Monday, May 2, 2022, 11:00am to 12:00pm

Location: 

Zoom conference - Register at https://forms.gle/6761am3KA2QxeaxX7

“Using healthcare databases to learn what works when no randomized trials exist”
Making clinical decisions among several courses of action requires knowledge about their causal effects. Randomized trials are the preferred method to quantify those causal effects. When randomized trials are not available, causal effects are often estimated from observational data. Therefore, causal inference from observational data can be viewed as an attempt to emulate a hypothetical randomized trial—the target trial—that would quantify the causal effect of interest. Contrary to what is generally believed, many well-known failures of observational studies were the result of not adequately emulating a target trial rather than limitations of the observational data. This talk explains those methodological failures in non-technical language and describes several examples of how observational data can be used to inform clinical guidelines when randomized trials do not exist.
 
Miguel Hernán conducts research to learn what works to improve human health.
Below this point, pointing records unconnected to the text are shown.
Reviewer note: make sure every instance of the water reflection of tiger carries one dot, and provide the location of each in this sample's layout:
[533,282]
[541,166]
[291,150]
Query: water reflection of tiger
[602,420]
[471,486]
He is the Director of the CAUSALab at the Harvard T.H. Chan School of Public Health, where he and his collaborators design analyses of healthcare databases, epidemiologic studies, and randomized trials. As Kolokotrones Professor of Biostatistics and Epidemiology, he teaches causal inference methodology at the Harvard Chan School and clinical epidemiology at the Harvard-MIT Division of Health Sciences and Technology. His edX course “Causal Diagrams” and his book “Causal Inference: What If”, co-authored with James Robins, are freely available online and widely used for the training of researchers. Miguel is an elected Fellow of the American Association for the Advancement of Science and of the American Statistical Association, Editor Emeritus of Epidemiology, and past Associate Editor of Biometrics, American Journal of Epidemiology, and the Journal of the American Statistical Association.